Palm Beach Central High School is below both the state and district averages for the percentage of its students who qualify for free or reduced-price lunch. On average, 50 percent of students in Florida qualify for free or reduced-price lunches, whereas 21 percent of students at Palm Beach Central High School are eligible. At the district level, 44 percent are eligible.
ProPublica's analysis found that all too often, states and schools provide poor students fewer educational programs like Advanced Placement, gifted and talented programs, and advanced math and science classes. Studies have linked participation in these programs with better outcomes later in life. Our analysis uses free and reduced-price lunch to estimate poverty at schools. We based our findings on the most comprehensive data set of access to advanced classes and special programs in U.S. public schools — known as the Civil Rights Data Set— released by the U.S. Department of Education Office for Civil Rights.
Palm Beach Central High School enrolls 47 percent of its students in AP classes.

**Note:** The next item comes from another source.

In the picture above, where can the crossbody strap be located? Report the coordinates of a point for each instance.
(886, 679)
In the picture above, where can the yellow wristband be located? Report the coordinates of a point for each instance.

The school's pass rate for AP exams is the same as the district's, both at 53 percent.
A school's AP pass rate is determined by the number of students who both sat for AP exams and passed some or all of those exams.
Palm Beach Central High School enrolls 26 percent of students in advanced math classes, and 12 percent of students take chemistry. The enrollment rate for physics at the school is 4 percent.
Glades Central High School, in Belle Glade, Fla., is a higher-poverty school than Palm Beach Central High School, with 89 percent of its students eligible for free or reduced-price lunch. The school offers 27 AP courses, and 48 percent of students are enrolled in those courses.